В Шлиссельбурге снова наголо остригли, обрядили каторжником: бескозырка на манер матросской, только без лент и гнусно серая. Пиджак, брюки, сверху стеганая куртка да шинель. Спасибо, без бубнового туза, нашивание которого отменено.

А перед карцером что было! О! Если б ты видел, Папулия! Средневековые инквизиторы позавидовали бы сему церемониалу. Будто опасаясь, как бы я не удавился, с меня сняли кандальный ремень. Отобрали портянки, полотенце, даже носовой платок. Одежда моя была почти не изношена, ведь я новичок и обмундирован недавно, так нет же – заменили, видел бы ты, какой рваниной!

Конечно, не ради сохранения одежды, когда валяешься тут на полу, который не знал ни метлы, ни швабры. Нет! Тюремщики понимают, что делают. Лохмотья унижают тебя в собственных глазах, заставляют острее чувствовать холод и сырость. Папулия! С ушами у меня все хуже. Нужно бы в Питер. Там более или менее сносная тюремная больница. А здесь... Хотя и сменили врача, все равно – от пустого ореха ни человеку, ни вороне пользы нет. Боюсь оглохнуть, но до Питера мне теперь дальше, чем до луны.

Все напрасно – вся жизнь. Зачем барахтаться? Ради чего истязать себя? Не лучше ли самому себя порешить? Так, как Алтунов?.. Но чем? Все отнято. Да хоть об стенку головой...

«Кто доживет – увидит, что этот маленький Сержан станет большой личностью». Будь ты проклят, поп, с твоим пророчеством! Чего ждать? На что надеяться? Рраз – и нет тебя. Легко. Просто...»

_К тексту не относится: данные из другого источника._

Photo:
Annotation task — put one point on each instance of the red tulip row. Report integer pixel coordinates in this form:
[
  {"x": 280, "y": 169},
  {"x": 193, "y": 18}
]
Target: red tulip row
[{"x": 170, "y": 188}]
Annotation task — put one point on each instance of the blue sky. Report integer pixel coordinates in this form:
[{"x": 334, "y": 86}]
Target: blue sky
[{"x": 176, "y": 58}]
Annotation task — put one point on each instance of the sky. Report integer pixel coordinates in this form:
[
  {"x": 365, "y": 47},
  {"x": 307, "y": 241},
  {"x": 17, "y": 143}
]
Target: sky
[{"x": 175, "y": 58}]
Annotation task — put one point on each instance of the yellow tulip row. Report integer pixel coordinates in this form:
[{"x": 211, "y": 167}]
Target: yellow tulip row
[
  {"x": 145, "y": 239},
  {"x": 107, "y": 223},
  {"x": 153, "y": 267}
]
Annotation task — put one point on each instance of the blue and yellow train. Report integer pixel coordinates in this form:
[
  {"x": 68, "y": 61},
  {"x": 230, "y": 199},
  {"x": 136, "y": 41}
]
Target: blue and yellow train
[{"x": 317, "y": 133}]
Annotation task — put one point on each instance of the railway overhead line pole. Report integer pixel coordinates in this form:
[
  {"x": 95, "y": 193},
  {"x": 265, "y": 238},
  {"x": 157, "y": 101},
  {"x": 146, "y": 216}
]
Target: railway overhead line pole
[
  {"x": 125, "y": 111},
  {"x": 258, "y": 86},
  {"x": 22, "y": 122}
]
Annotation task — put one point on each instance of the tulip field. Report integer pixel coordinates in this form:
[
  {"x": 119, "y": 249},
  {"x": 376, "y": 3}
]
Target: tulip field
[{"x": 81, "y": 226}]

Подобрав ноги, оттолкнулся от пола, встал, попробовал вытянуть затекшие руки, но коснулся осклизлой стены. Бррр! Могила. Голова болела от холода. Тьма давила и без того истерзанные нервы. А тишина! Поистине гробовая. «Скажите же хоть, черт подери, день сейчас или ночь?» Прислушался. Чу! Где-то, должно быть в углу, под потолком, жужжала муха. «Как хорошо!.. Но откуда здесь может быть муха, да еще зимой? Впрочем, корма для нее тут круглый год предостаточно. Нет, муха без света жить не может. Это – сорока. Сорока, наверное, на крепостной стене. Сквозь все затворы и глыбы камня – голос солнечного утра. Спасибо, сорока! «Самая французская птица» – называли тебя в Лонжюмо. Лонжюмо... Ленин... Ленина карцерами не запугаешь. Четырнадцать месяцев просидел в одиночке. А как просидел! Жандармы надрывались, таская к нему книги. Тюрьму превратил в университет. Работать надо, Серго, а ты тут прохлаждаешься. Э-эх!»

В делах людей бывает миг прилива,

Он мчит их к счастью, если не упущен.

А без того все плаванье их жизни

Проходит среди мелей и невзгод...



«Миг прилива»! Хм! В каменной могиле, с кандалами на ногах... И все-таки! Прав Шекспир. Только вперед. Что бы ни было, кричи громко – шагай прямо! И Шота прав:

Мало толку, если горе несчастливого снедает:

До назначенного срока человек не умирает.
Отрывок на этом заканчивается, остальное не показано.